← Back to context

Comment by philsnow

5 years ago

You can also force-align (with padding if necessary) your structures to be along whatever boundaries make sense for your processor's cache lines.

Ensuring an oft-loaded structure always fits inside a single cache line (instead of splaying across ~1.9 cache lines on average) is good not only for fitting lots of those structures into your L1 but for not blowing out cache bandwidth (read _and_ write, if you're modifying them).

It's much more difficult to prefetch them, though - if you're traversing a large list it misses the cache every time, rather than just the first element.

(someone please correct me if I'm wrong)

  • That's right. The reason why you see linked lists so much in old C stuff is (IMO) similar to the reason you see null terminated strings (and the associated bugs if you truncate incorrectly). And that's because of one of C's original sin: the failure to include size information in array objects.

    There is also the claim that linked lists are better in certain types of performance sensitive code because you can sometimes avoid allocating. I don't fully understand the logic there myself but I trust that there are cases where this is true.

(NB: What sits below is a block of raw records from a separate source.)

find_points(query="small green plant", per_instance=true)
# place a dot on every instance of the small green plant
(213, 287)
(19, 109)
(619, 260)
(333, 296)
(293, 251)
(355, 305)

    • The actual reason why you see linked lists (and similar pointer-chasing data structures) so much in old code is because the entire problem of slow-vs-fast memory accesses didn't exist back then. Memory access always happened in a fixed and very low number of CPU cycles (the entire RAM essentially had L1 cache performance). The cpu-memory-gap only slowly started to widen during the 90's when CPU frequencies started to skyrocket and caches had to be added to CPUs. Unfortunately this problem still isn't as widely recognized as it should be in high-level programming circles even today.

      1 reply →

    • If your primary operation is inserting at a random location in the list, linked lists are faster than arrays at large sizes. You avoid having to move all the memory after the index you are modifying (to make space for the inserted element).

      A linked list also avoids copying the entire array when you need to insert more elements than you have allocated space for.